Dans la nuit du 18 au 19 février 1998, une habitante d’un immeuble de Liebefeld (BE) prévient la police. Elle a été réveillée par le bruit d’une voiture dans la rue et a repéré trois individus suspects dans la cave. Les agents du Mossad en mission y installaient un système d’écoute. Leur cible, Abdallah Zein, était un membre important du Hezbollah. «Ils avaient laissé le moteur de la voiture allumé en pleine nuit.

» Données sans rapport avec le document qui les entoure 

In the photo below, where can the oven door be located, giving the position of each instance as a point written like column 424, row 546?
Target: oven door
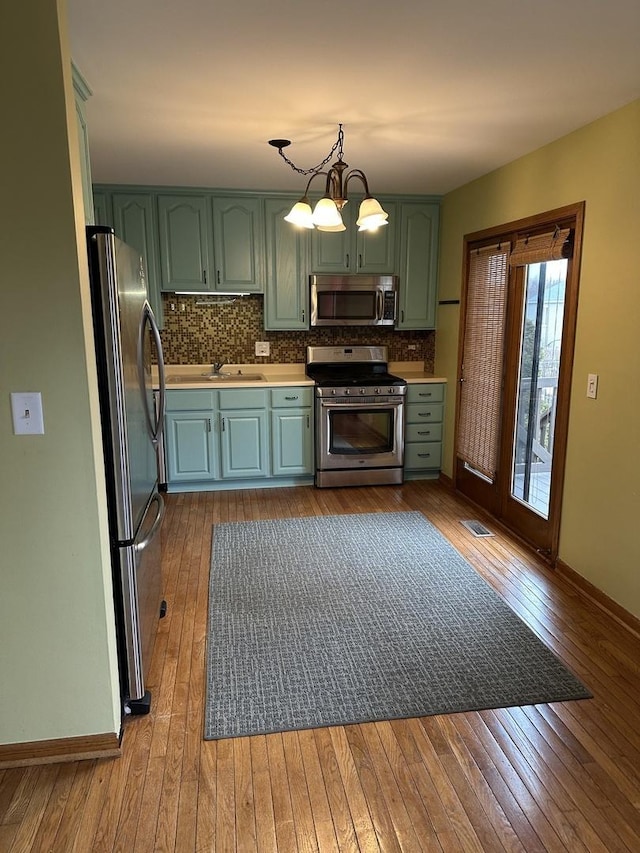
column 363, row 434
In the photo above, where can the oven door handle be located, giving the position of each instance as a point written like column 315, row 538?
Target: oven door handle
column 359, row 404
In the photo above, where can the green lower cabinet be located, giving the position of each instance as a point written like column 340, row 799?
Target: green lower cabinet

Négligence encore une fois.» La suite de l’interpellation, racontée par Ronen Bergman, est assez truculente. «Ils ont ensuite tenté de faire croire qu’ils organisaient une orgie dans la cave. Et les policiers suisses ont failli les croire, jusqu’à ce qu’ils repèrent les micros et les câbles.» Un des hommes est arrêté et condamné avec sursis, ses complices sont relâchés par la police bernoise. L’affaire poussera le chef du Mossad de l’époque à la démission.